Le personnage interprété par Barbara Baxley est aussi servi par l’indéniable charme inquiet et mélancolique de cet élégant noir et blanc. Cadrages et montage s’imposent comme des gestes très libres, desquels émergent une musicalité aux accents de jazz version free, même si la musique – tour à tour bruitiste, enlevée, parfois presque grandiloquente – ne suit que rarement cette tonalité. Aussi le placement du corps de Judith dans ce statut hybride, entre fiction et documentaire, fait-il sens, notamment parce que cette incertitude reflète une existence retenue à la vie par un fil des plus fragiles. Ce cauchemar de la réalité ne tarde pas à prendre la forme d’une dérive nihiliste vers la mort : « Je n’ai pas mal, je ne savais pas que la mort était indolore. »

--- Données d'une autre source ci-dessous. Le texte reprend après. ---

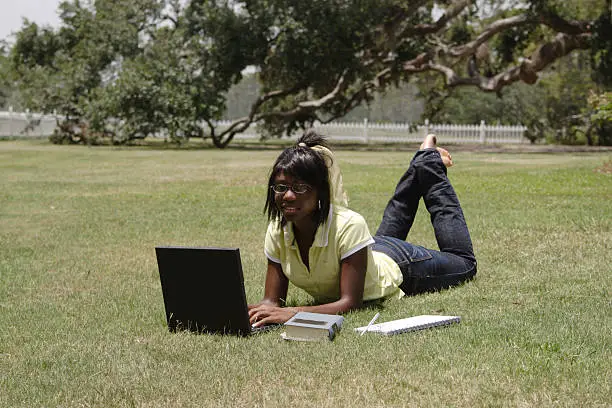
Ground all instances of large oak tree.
[5,0,612,147]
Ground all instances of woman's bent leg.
[373,148,476,294]
[376,153,422,240]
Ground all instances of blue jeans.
[372,149,476,295]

Vétérans du massacre de My Lai accompagne l’édition du DVD. Ce court fut réalisé par le seul Joseph Strick en 1970, il reçut l’oscar du meilleur documentaire l’année suivante pour celui-ci. Le cinéaste définit son geste comme un devoir de citoyen, celui de comprendre comment des êtres civilisés peuvent commettre des actes appartenant au domaine de la barbarie. En 1968, une centaine de GI’s accomplit une expédition punitive qui se solde par la mort d’environ 500 personnes dans cette localité du Vietnam. Aussi bien les hommes que les femmes et enfants, dont la plupart furent victimes d’atroces mutilations, les empêchant ainsi, selon la croyance, de trouver une paix post mortem.
Le cinéma comme réponse à la barbarie, comme acte de civilisation du monde, placer l’image dans le domaine public ; on reconnaît dans cette intention humaniste de Joseph Strick celle, par exemple, d’un Albert Maysles et ses nombreux acolytes du cinéma-vérité. Cinq entretiens avec des protagonistes du massacre ont été menés, dans un dispositif assez frontal. Rien n’est montré dans Vétérans du massacre de My Lai, à part bien sûr les cinq vétérans (signalons que le massacre fut par ailleurs très médiatisé, notamment par un reportage du magazine Life en 1970, agrémenté de nombreuses photographies qui provoquèrent un effroi mondial). En effet, le problème est ici moins le voir que le dire. Quelques zooms avant viennent comme chercher dans ces visages une vérité indicible. Les vétérans privilégient en effet l’impersonnel ; « il » et « on » ont la part belle, au détriment du « je », il s’agit de mettre une distance entre l’événement et soi. Moment très fort où un protagoniste noir passe à la confession d’une voix franche, un peu mécanique, qui parfois s’étrangle ; ses yeux cherchent quelque chose, image cruelle mais aussi étrangement tendre d’un soldat perdu, en quête d’un point d’ancrage, d’un horizon.